Hacker News new | ask | show | jobs
by lowefk 1186 days ago
I have been using GPT-4 to generate i18n files, and it is great. You can see this post to check GPT-4's translation capabilities: https://www.reddit.com/r/visualnovels/comments/11rty62/gpt4_...

I can simply feed in an en.i18n.json file, and it will generate i18n.json files for as many languages as I want. I don't use a specific prompt, but I occasionally include general information about the software in it.

Edit: I do verify the output by translating it back to English using Google translate, but it seems I need to be more careful.

1 comments

And then you let a human check it I hope? It does very well for the top 1% of languages (in terms of text online), but quality quickly degrades where there is less training material.

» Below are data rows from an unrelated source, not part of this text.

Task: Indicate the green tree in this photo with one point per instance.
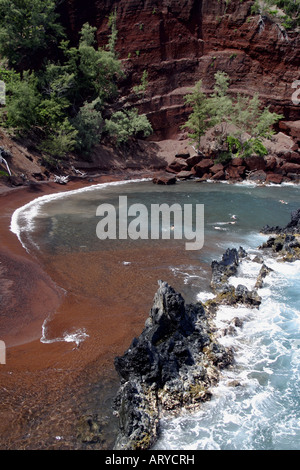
(89, 124)
(28, 31)
(252, 122)
(60, 140)
(22, 101)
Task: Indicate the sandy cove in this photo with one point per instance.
(38, 382)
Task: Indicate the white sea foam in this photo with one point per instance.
(22, 219)
(263, 412)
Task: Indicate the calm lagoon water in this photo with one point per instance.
(263, 412)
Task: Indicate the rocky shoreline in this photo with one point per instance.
(177, 358)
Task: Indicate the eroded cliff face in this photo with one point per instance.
(180, 42)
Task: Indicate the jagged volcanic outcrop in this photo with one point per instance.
(285, 241)
(177, 358)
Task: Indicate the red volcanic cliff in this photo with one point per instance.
(180, 42)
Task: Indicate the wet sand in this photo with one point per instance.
(52, 394)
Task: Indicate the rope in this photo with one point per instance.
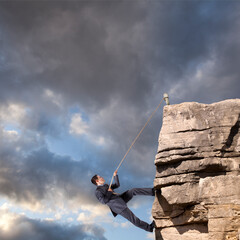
(136, 139)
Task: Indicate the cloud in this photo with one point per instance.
(19, 227)
(113, 61)
(77, 125)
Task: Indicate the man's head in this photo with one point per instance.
(97, 180)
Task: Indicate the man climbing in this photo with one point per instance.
(118, 202)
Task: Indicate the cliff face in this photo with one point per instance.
(198, 166)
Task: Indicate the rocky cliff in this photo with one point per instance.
(198, 170)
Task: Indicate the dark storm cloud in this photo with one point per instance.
(25, 228)
(41, 175)
(114, 60)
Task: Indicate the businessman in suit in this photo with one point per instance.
(118, 202)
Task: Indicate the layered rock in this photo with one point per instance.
(197, 166)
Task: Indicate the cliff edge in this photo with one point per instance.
(198, 171)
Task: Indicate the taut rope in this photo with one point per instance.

I asked a speaker of Northern Sámi, a language with not that big corpora available, to comment on GPT-4's translations into her language. She said "The translation is completely incomprehensible. Lots of non-existent and completely incomprehensible words, and the words that are understandable do not fit into the context. Besides, it's the wrong subject, it's Russia's report instead of the UN report etc." Only knowing a tiny bit of the language, I could've easily been fooled by the output.

Yeah, it manages to produce intelligible output in Hungarian, but I've given the output to some native Hungarian speakers, and they're constantly telling me that it's making up words or using strange archaic words that they've barely ever heard used in regular speech.